Everything is encrypted using SSE-KMS with S3 Bucket Keys.

sdlf-foundations also puts in place a number of DynamoDB tables:

Table Description SSM Parameter
octagon-ObjectMetadata-{environment}{customSuffix} Metadata for all objects in the data lake raw & stage buckets (populated by sdlf-catalog) /SDLF2/Dynamo/ObjectCatalog
octagon-Datasets-{environment}{customSuffix} Metadata for all user-defined datasets (populated by sdlf-dataset) /SDLF2/Dynamo/TransformMapping, /SDLF2/Dynamo/Datasets
octagon-Artifacts-{environment}{customSuffix} Metadata for all artifacts (currently empty, soon populated by sdlf-cicd)
octagon-Metrics-{environment}{customSuffix} User-provided data pipeline metrics
octagon-Configuration-{environment}{customSuffix} User-provided key-value configurations
octagon-Teams-{environment}{customSuffix} Metadata for all data teams and notification topics (populated by sdlf-team) /SDLF2/Dynamo/TeamMetadata
octagon-Pipelines-{environment}{customSuffix} Metadata for all data pipeline stages (populated by sdlf-team) /SDLF2/Dynamo/Pipelines
octagon-Events-{environment}{customSuffix} Logging (unused)
octagon-PipelineExecutionHistory-{environment}{customSuffix} Track pipeline execution progress and history (populated by sdlf-stageA, sdlf-stageB)
octagon-DataSchemas-{environment}{customSuffix} Structure of all datasets (populated by sdlf-replicate, based on Glue catalog) /SDLF2/Dynamo/DataSchemas
octagon-Manifests-{environment}{customSuffix} Track manifests and files for manifest-file-based processing /SDLF2/Dynamo/Manifests

The sdlf-catalog{customSuffix} Lambda function is used to populate octagon-ObjectMetadata automatically whenever a new object is uploaded or deleted from the raw and stage buckets. The sdlf-replicate{customSuffix} Lambda function copies the schema of any new Glue database or Glue database whose schema is updated.
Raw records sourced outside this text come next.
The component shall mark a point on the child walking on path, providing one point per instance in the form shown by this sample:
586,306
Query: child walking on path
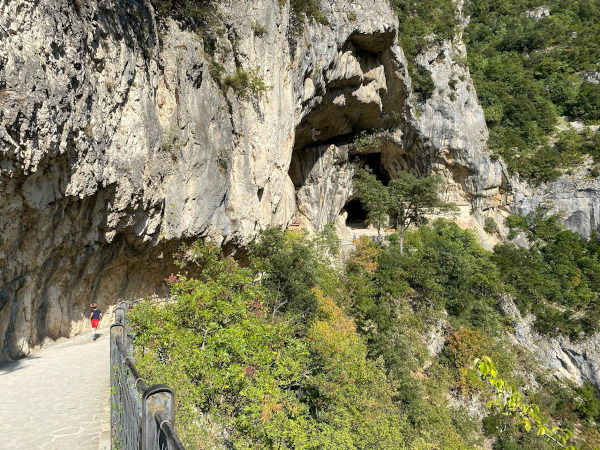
95,317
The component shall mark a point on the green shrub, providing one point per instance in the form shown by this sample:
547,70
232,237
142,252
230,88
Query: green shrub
525,71
247,84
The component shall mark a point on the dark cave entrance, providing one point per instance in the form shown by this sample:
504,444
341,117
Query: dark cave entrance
373,161
357,215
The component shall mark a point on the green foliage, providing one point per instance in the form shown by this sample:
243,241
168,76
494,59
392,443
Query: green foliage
557,278
247,84
303,10
367,139
423,24
526,72
263,381
291,265
509,402
490,225
374,197
421,81
406,200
SSM parameters holding names or ARNs are created for all resources that may be used by other modules.

Warning

The data lake admin team should be the only one with write access to the sdlf-foundations code base, as it can impact an entire data lake environment including data pipelines within it.

Usage

CloudFormation with sdlf-cicd

Read the official SDLF workshop for an end-to-end deployment example.

rExample:
    Type: awslabs::sdlf::foundations::MODULE
    Properties:
        pPipelineReference: !Ref pPipelineReference
        pChildAccountId: 111111111111
        pOrg: forecourt
        pDomain: proserve
        pEnvironment: dev

Interface

Interfacing with other modules is done through SSM Parameters. sdlf-foundations publishes the following parameters:

SSM Parameter Description Comment
/SDLF2/Dynamo/ObjectCatalog Name of the DynamoDB used to store metadata
/SDLF2/Dynamo/TransformMapping Name of the DynamoDB used to store mappings to transformation
/SDLF2/Dynamo/Pipelines Name of the DynamoDB used to store pipelines metadata
/SDLF2/Dynamo/TeamMetadata Name of the DynamoDB used to store teams metadata
/SDLF2/Dynamo/DataSchemas Name of the DynamoDB used to store data schemas
/SDLF2/Dynamo/Manifests Name of the DynamoDB used to store manifest process metadata
/SDLF2/IAM/LakeFormationDataAccessRole Lake Formation Data Access Role name
/SDLF2/IAM/LakeFormationDataAccessRoleArn Lake Formation Data Access Role ARN
/SDLF2/IAM/DataLakeAdminRoleArn Lake Formation Data Lake Admin Role ARN
/SDLF2/KMS/KeyArn ARN of the default KMS key used for encrypting data lake buckets
/SDLF2/Misc/pOrg Name of the Organization owning the datalake
/SDLF2/Misc/pDomain Data domain name
/SDLF2/Misc/pEnv Environment name
/SDLF2/S3/AccessLogsBucket Access Logs S3 bucket name
/SDLF2/S3/ArtifactsBucket Artifacts S3 bucket name
/SDLF2/S3/CentralBucket Central S3 bucket name deprecated, use /SDLF2/S3/RawBucket instead
/SDLF2/S3/RawBucket Raw S3 bucket name
/SDLF2/S3/StageBucket Stage S3 bucket name
/SDLF2/S3/AnalyticsBucket Analytics S3 bucket name
/SDLF2/S3/AthenaBucket Athena query results S3 bucket name